Bienveillance et progrès

 

Ce travail pour relier bienveillance et progrès m'a été inspiré par le croisement de 3 sources :

Gilles Dupuis et Jean-Pierre Martel, chercheurs québécois en psychologie ont élaboré cette définition que j'ai l'habitude de qualifier de lumineuse depuis que je l'ai découverte en 2010 :



"La qualité de vie au travail, à un temps donné, correspond au niveau atteint par l’individu dans la poursuite dynamique de ses buts hiérarchisés à l’intérieur des domaines de son travail où la réduction de l’écart séparant l’individu de ses objectifs se traduit par un impact positif sur la qualité de vie générale de l’individu, sur la performance organisationnelle et, par conséquent, sur le fonctionnement global de la société."

De cette définition, ressort l'idée de bienfait des progrès : toute dynamique de progrès contribue à la réduction de l'écart séparant l'individu de ses objectifs, et donc en particulier à la qualité de vie générale de l'individu.

Par ailleurs, Theresa Amabile et Steven Kramer ont travaillé sur les bienfaits des progrès dans le monde du travail sur la vie intérieure des individus. Ils ont mis en évidence que l'organisation peut contribuer aux progrès par des actes délibérés pour faciliter le travail et aussi par de l'attention et du soutien moral à l'individu. Elle doit aussi réduire tout ce qui empêche/freine le travail bien fait et les comportements toxiques envers les individus au travail. Une étude qu'ils ont mené auprès de managers aux USA a montré qu'ils ont très peu conscience du rôle qu'ils peuvent jouer pour faciliter les progrès et des bienfaits que cela induit pour le bien-être psychologique des individus et pour la performance.

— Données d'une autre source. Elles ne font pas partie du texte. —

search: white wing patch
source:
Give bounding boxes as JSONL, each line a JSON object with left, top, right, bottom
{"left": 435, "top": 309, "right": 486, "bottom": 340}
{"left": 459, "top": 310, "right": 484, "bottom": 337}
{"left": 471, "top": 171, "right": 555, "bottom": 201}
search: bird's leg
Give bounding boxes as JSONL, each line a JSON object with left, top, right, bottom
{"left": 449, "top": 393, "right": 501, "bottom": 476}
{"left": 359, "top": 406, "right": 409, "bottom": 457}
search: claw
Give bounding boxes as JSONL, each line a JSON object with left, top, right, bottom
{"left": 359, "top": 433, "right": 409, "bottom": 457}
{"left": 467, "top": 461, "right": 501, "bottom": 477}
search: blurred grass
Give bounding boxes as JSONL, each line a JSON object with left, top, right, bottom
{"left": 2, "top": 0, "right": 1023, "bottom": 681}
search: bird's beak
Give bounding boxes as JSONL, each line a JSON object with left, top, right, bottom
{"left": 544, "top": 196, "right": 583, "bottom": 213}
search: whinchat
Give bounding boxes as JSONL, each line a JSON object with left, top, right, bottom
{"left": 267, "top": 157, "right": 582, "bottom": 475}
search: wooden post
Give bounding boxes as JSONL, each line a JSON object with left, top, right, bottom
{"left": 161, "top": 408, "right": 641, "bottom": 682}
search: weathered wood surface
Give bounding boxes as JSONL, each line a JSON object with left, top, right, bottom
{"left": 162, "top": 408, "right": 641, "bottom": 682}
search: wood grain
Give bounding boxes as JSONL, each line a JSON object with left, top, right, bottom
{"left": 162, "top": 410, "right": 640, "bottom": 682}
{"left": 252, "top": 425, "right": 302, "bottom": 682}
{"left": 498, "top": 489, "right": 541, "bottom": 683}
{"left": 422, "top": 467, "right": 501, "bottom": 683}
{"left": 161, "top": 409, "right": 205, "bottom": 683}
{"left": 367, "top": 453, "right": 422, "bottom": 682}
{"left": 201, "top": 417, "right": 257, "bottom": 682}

Et enfin, Frédéric Lenoir évoque à travers Spinoza l'importance de mettre la joie pour aborder des situations pour lesquelles on serait plutôt sous l'emprise d'affects négatifs. C'est ce qui a fait l'objet dans ma chronique précédente Y'a d'la joie dans la bienveillance !.

J'ai également repris les enseignements de mes travaux de modélisation sur la gratitude.

Je me suis inspiré particulièrement des travaux liés au Principe de Progrès (Progress Principle) et de schémas du livre que j'ai déclinés et enrichis de la façon suivante :



A partir de maintenant dans cette page, j'utilise sciemment la première personne du singulier pour faciliter l'appropriation par la lectrice/le lecteur. Ce faisant, je prends le parti de responsabiliser l'individu en première intention, tout en mettant en évidence le rôle des collectifs de travail pour penser cet enjeu autour des progrès et pour l'intégrer dans son fonctionnement. Il y a donc en filigrane l'idée de juste articulation des responsabilités à laquelle je tiens énormément. Je reprends la numérotation du schéma ci-dessus.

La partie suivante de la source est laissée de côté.